References: Skeete, Kelvin & Skeet, Kyle (2012). Information Technology for CSEC (3rd edition)

Birbal, R & Taylor M (2010). Lon on to IT for CSEC (2nd edition) Trinidad and Tobago: Longman

## Previous Knowledge: Students can define and identify flowchart symbols.

Objectives: Having discussed the symbols that represent each flow chart, students will be able to:

## 3) Construct a flowchart for a given algorithm or problem.

Learning Outcome: At the successful completion of this course students will be able to: Construct a
flowchart based on a given algorithm or problem.

## Content/concept: Before developing an algorithm it is important to have steps in creating an algorithm.

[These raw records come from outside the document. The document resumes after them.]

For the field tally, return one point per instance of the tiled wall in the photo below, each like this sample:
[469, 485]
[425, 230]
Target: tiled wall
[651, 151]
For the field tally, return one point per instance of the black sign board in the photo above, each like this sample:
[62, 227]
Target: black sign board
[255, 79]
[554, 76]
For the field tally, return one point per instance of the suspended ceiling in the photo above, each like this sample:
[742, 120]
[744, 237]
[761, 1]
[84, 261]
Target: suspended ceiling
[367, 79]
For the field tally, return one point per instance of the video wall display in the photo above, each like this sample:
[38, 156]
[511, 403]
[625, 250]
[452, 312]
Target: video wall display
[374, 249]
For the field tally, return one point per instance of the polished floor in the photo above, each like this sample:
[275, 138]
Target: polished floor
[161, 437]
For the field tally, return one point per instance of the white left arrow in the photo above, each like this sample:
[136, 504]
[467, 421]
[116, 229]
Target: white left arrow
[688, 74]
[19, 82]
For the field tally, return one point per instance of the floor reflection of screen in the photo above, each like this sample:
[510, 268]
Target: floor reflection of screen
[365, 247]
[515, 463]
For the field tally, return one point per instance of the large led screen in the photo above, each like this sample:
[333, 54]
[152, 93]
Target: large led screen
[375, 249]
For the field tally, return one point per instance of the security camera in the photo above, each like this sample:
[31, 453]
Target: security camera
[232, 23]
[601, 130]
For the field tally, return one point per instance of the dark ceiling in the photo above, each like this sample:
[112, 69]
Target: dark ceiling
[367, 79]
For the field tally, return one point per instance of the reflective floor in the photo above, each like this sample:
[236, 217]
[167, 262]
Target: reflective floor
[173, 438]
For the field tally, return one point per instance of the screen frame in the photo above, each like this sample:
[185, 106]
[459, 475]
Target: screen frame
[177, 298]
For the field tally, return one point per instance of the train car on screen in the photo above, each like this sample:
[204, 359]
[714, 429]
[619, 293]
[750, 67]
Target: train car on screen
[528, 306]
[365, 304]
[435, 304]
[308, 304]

A problem is any task that requires a solution. These steps can be broken down into parts and thus
an IPO (Input, Processing, and Output) chart is created. Input instructions uses commands such as
read, input, accept and prompt. Processing instructions are calculate, compute, addition,
subtraction, multiplication and division. Output commands are basically terms such as print,
output, display, return and write. A flowchart is a pictorial representation of that algorithm which
consists of several symbols. An oval is an indicator where the chart starts and stops. A rectangle
indicates that processing is taking place. A diamond shape tells the user that a decision or
question should be completed. A parallelogram states what needs to be input or output operation.
The arrow denotes the directional flow of the algorithm. An algorithm is a sequence of
instructions which when followed in the specific order produces the desired result.

Skills:

## 1. Listening to the discussion and explanations given.

2. Write their own flowchart.
3. Analyzing the flowchart symbols.
Attitudes:

## 1. Cooperate with group work and interactive exercises.

Introduction

Phase 1

1. Students are required to listen to the discussion and define what a flowchart in their own
words is.
2. Students will then share their definitions and teacher will clarify and elaborate on key words
in the definitions.
3. Teacher will explain to students that a flowchart is a pictorial representation of an algorithm.
4. Each student will be required to select a symbol and should match the symbol with what is its
function.
5. When the music stops the student that has the ball would be required to share which symbol
they have and what is its function.

Development

Phase 2

1. With the aid of a chart, teacher would explain the flowchart symbols and their functions.
2. During explanation teacher would be using question and answer to arouse critical thinking.
3. After explanation is complete, students would be given a sheet of paper with all the different
symbols in which they are required to match the correct function for each symbol.

Phase 3

4. Students are informed that they have 10 minutes to complete the activity.
5. After the 10 minute period, teacher will hold the red card up to indicate that the time for that
activity is over.

Closure

6. Teacher would ask students to exchange papers as the teacher go over the answers to the
activity. Students would then return the papers to the correct students and the teacher would
allow for any clarifications.
Conclusion

Phase 4

1. Teacher will give each student a different algorithm or problem and students are asked to
prepare a flowchart on that particular algorithm or problem.
2. Students will be allowed in an orderly manner to explain their algorithm or problem and the
flowchart that they arrived at.
3. Teacher will discuss the flowchart that students presented.

Phase 5

1. Teacher will ask one student to explain the importance of differentiating the types of symbols
relative to an algorithm.

Extended Activity

Students will be given a puzzle on all the terms covered along with the flowchart symbols. These
students are then required to organize the puzzle with at least 90% accuracy.